La invitación del Pontífice es a invocar a Dios, en el camino de búsqueda del bien, rezándole: “Quédate con nosotros, porque sin Ti no podemos hacer ese bien que deseamos”. A Cristo se lo encuentra en la Iglesia, continúa el papa, “en la comunión de quienes lo buscan sinceramente”. Y es Dios quien “nos reúne para formar una comunidad”, “una comunidad de creyentes que se sostienen mutuamente”, listos luego para llevar la Buena Nueva a los demás.

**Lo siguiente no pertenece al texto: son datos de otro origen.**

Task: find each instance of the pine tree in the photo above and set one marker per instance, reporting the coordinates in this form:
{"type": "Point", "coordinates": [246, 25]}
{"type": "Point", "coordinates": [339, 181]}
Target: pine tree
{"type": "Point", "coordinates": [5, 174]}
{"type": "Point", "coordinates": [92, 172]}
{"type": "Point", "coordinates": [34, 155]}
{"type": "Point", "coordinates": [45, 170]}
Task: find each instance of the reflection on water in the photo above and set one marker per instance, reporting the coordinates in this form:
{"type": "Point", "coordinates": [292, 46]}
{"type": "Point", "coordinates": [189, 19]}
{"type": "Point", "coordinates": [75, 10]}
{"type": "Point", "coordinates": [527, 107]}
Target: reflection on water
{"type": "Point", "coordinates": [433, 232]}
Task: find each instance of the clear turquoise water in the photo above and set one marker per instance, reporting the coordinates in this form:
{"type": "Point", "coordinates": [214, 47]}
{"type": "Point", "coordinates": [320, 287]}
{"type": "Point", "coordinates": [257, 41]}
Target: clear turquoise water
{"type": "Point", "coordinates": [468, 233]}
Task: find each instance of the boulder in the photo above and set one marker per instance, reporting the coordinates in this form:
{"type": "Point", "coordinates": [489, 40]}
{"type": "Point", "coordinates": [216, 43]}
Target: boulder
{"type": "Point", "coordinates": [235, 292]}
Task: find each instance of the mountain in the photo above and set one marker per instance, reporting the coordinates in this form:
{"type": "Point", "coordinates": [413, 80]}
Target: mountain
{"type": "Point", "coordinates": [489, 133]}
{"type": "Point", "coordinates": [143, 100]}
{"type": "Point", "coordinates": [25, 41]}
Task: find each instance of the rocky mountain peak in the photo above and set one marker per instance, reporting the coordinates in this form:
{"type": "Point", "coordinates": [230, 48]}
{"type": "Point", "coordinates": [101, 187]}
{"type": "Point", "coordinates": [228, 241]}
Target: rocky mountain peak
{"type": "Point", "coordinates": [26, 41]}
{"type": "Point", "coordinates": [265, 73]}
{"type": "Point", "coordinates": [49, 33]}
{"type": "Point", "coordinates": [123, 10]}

Y es nuevamente san Agustín a quien cita León para expresar las inquietudes de los jóvenes –“Nos hiciste, Señor, para Ti, y nuestro corazón está inquieto hasta que descanse en Ti... Señor, te busco... e invocarte es creer en Ti”–, indicando a los jóvenes que invoquen a Dios para encontrarlo incluso en sus propios “límites” y en sus propias “fragilidades”, para continuar el diálogo con Él cada vez que se eleve la mirada al Crucificado.
Terminado el diálogo del papa con los jóvenes, se proclama el Evangelio, luego sigue la adoración eucarística, un momento particularmente intenso, durante el cual en la explanada de Tor Vergata desciende un silencio cargado de oración. Lo intercalan cantos y reflexiones, en un clima de gran recogimiento. Tras la reposición y la bendición final, el Pontífice concluye regalando una sonrisa a todos los jóvenes: “Les encargo, ¡descansen un poco!”.